Brief Developers’ Guide to Juneau¶
Juneau consists of three components executing at runtime:
- The server extension (running inside Tornado alongside Jupyter Notebook).
- The kernel (running its own Python interpreter) – to which we will sometimes send commands via the server extension.
- The client (with GUI widgets) running in the browser.
Installing¶
Run pip install -e .[dev] to get all the production
requirements plus the development requirements (testing, linting, etc).
Docs¶
Documentation uses Sphinx and m2r2 to convert Markdown to restructured text. To make changes to the docs, edit the markdown files and run
make html
in the docs folder.
Configuration¶
The Juneau extension has a config.py which allows us to specify (1) the database we are indexing (sql_dbs), (2) the database schemas for storing Juneau’s information, (3) configuration info for Neo4J.

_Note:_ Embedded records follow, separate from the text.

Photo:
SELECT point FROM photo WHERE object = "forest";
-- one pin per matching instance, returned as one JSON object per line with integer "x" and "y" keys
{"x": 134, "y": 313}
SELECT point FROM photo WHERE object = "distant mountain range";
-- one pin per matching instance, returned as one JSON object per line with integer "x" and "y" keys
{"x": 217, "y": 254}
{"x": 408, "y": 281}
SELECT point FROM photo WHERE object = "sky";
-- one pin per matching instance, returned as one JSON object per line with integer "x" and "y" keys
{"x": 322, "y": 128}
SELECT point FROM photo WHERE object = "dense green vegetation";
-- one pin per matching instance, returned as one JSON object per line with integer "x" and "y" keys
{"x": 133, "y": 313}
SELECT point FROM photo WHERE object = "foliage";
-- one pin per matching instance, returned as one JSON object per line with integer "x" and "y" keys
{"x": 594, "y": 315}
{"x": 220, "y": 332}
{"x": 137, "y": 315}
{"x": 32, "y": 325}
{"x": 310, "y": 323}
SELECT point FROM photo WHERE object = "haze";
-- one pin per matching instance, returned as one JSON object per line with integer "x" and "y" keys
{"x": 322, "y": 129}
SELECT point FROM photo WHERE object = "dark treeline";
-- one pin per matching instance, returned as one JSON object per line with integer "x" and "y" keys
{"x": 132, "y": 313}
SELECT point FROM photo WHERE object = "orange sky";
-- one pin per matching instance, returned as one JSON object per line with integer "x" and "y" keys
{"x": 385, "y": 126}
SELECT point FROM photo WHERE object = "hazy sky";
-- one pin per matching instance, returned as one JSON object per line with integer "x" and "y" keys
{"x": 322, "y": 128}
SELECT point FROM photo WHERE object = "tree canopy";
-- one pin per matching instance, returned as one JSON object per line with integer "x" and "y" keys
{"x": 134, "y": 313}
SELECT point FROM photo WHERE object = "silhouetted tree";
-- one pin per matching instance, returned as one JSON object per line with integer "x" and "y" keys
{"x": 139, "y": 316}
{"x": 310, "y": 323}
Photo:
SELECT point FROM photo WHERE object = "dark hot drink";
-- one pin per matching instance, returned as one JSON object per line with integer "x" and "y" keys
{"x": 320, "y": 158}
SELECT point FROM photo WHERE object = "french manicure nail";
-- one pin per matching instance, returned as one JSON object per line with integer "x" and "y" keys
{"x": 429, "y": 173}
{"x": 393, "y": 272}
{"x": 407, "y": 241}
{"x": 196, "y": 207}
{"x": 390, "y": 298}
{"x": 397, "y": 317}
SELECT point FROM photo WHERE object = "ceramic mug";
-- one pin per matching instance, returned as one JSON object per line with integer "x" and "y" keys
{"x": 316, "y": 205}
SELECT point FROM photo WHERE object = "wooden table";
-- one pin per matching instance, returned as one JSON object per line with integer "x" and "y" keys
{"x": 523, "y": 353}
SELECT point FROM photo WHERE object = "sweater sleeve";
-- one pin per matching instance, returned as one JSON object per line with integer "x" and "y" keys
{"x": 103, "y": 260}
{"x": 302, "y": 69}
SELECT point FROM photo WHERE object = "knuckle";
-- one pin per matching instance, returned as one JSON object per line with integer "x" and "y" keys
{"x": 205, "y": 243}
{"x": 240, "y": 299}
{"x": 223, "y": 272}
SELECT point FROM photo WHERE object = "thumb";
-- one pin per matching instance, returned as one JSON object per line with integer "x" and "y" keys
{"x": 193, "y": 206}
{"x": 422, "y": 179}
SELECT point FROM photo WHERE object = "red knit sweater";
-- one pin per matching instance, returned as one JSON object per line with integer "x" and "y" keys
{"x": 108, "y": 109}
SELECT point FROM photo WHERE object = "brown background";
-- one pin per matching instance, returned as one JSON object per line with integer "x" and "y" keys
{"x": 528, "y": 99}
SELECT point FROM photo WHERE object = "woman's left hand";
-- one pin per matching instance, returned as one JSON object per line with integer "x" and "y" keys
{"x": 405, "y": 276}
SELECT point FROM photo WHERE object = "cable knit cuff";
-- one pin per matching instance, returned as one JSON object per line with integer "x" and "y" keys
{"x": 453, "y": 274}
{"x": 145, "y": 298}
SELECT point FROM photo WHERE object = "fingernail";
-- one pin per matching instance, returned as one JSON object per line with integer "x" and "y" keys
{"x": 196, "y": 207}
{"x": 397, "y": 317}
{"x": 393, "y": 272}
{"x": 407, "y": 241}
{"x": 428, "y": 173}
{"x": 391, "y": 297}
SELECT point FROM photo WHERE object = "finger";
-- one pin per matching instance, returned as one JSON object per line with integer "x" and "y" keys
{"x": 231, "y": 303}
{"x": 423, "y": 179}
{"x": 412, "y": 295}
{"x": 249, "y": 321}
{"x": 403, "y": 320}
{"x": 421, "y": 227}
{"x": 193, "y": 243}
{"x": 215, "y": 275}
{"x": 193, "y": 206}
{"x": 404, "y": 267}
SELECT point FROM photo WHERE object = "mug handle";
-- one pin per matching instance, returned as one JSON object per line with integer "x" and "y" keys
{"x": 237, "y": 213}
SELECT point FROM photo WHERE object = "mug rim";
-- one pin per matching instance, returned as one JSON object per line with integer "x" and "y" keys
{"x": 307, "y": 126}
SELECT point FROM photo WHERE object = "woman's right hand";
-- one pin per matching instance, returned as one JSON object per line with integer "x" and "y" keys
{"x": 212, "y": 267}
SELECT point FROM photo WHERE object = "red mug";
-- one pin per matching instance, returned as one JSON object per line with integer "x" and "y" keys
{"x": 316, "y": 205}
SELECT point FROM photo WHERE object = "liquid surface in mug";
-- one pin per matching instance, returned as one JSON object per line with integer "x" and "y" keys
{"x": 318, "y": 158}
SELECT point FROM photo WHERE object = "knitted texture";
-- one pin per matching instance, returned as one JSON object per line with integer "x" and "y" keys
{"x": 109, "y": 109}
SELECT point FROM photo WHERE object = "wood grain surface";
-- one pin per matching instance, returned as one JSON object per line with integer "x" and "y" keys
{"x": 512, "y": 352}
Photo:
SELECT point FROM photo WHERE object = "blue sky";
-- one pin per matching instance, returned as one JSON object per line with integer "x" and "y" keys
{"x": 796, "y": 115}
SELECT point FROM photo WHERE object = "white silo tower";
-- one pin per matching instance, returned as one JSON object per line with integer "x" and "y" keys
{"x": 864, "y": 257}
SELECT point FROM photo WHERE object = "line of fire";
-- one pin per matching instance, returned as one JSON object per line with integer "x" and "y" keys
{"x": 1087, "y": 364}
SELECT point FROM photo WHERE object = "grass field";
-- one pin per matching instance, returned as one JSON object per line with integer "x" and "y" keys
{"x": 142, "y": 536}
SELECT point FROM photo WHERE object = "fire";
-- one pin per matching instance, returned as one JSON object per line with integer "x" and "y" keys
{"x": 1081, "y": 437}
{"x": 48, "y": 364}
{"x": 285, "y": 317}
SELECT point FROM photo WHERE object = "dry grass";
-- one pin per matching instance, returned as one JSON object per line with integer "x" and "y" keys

Data Extension: Initialization¶
When Juneau is installed as a server extension:
sudo -H jupyter serverextension enable --py juneau
this triggers juneau/handler.py and the load_jupyter_server_extension() function – which in turn calls background_load to load and index all tables in the data lake.
The extension also logs the /juneau path for REST services.
Indexing Tables and Notebooks¶
See WithProv_Optimized in search_withprov_opt as the current method for indexing tables and notebooks from the data lake.
Data Extension: Requests¶
The post method in the handler is invoked during search; put is called when a new table is created.
Put: Index¶
To index a table, we invoke the kernel with the name of the variable, and hope to get back a JSON version of the variable. We then store it in the Juneau PostgreSQL schema, using Pandas.
HTTP request --> put(table_var_name) --> jupyter.request_var --> kernel
SQLAlchemy <-- Pandas <-- store_table <-- JSON -- kernel
Store_Provenance
Store_Lineage
`
First we need to fetch the variable (find_variable), which is done through the jupyter.request_var method. This sends a blocking request to the kernel, which retrieves the variable as a JSON object.
The table is stored in the server extension, after it is given a unique name based on the variable, cell, notebook, etc. We us an async method (store_table) to do the actual storage.
Post: Search¶
The search operation first finds the contents of the “search table”, then calls search.search_tables with the WithProv_Optimized object, a mode, the table content, and any provenance.
Helper Functions¶
Several Python files are used to communicate with the kernel. These include:
jupyter.py, which includes methods for requesting data from the Jupyter kernel.connect_psql.py, which is invoked at the kernel side to connect to the Juneau SQL instance.print_var.py, which uses a blocking connection to the kernel to request a JSON version of all variables. (This is superseded byjupyter.py).var_list.py, which finds all Python variables that we are interested in indexing.
User Interface¶
The user interface is a separate client-side extension in Javascript. See static/main.js.